And the West is History

100 years ago: Fort Lewis – “On Thursday the institute members had an air of getting ready to go home. Mrs. Cozine closed her class in paper cutting and folding to make way for Miss Shoe’s class in arithmetic ... The various instructors and county superintendent at Fort Lewis made their farewell talks ... after which the normal institute for the district was at an end.”

75 years ago: “Although his body was not found until 6:30 p.m. Monday a Bayfield farmer is believed to have been instantly killed when struck by a bolt of lightning about 4:30 p.m. The farmer, who farms on Beaver Creek 2½ miles east of Bayfield, was irrigating a field when hit by the lightning.”
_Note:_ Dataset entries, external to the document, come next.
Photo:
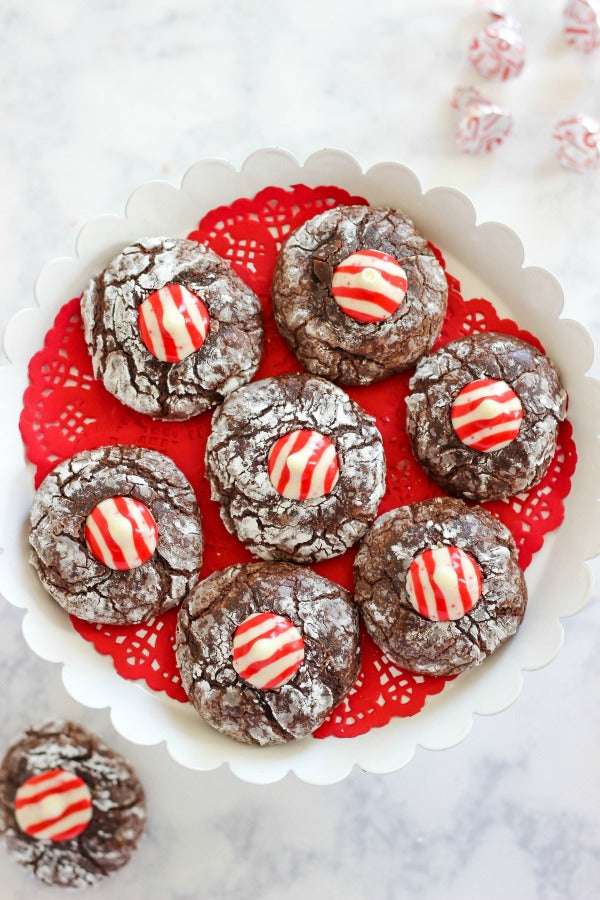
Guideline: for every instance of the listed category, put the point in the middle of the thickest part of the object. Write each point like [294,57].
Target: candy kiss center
[296,462]
[445,578]
[174,320]
[490,408]
[120,528]
[53,806]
50 years ago: “At the core of the work stoppage which has shut down construction on the La Plata County Jail addition and dormitory and science wing at Fort Lewis College is a new contract for common laborers. One of the area’s major contractors said the union, Local 813, was asking a 45-cent per hour increase over a three-year period. Under the previous contract, which expired several weeks ago, laborers were getting $2.35 per hour.”
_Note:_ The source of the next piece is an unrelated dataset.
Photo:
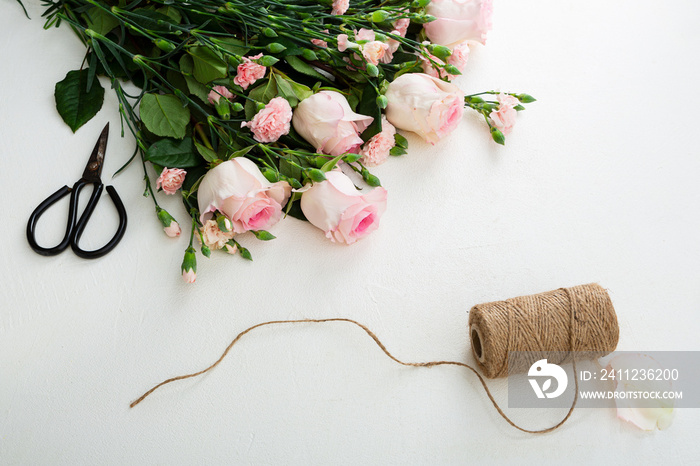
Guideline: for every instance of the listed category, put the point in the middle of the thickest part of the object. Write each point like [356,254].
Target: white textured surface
[599,182]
25 years ago: “For almost 23 years, Harold Young and his employees at Hood Mortuary made lonesome trips over Red Mountain Pass to Montrose. Their only companions on the journeys were dead bodies on the way to cremation at Valley Funeral Home. The employees of Durango’s only mortuary had to make the 220-mile trip because there is no local crematorium. Young hopes his traveling days are over and a crematorium will operate in Durango by fall.”

Most items in this column are taken from Herald archives, Center of Southwest Studies and Animas Museum. Their accuracy may not have been verified.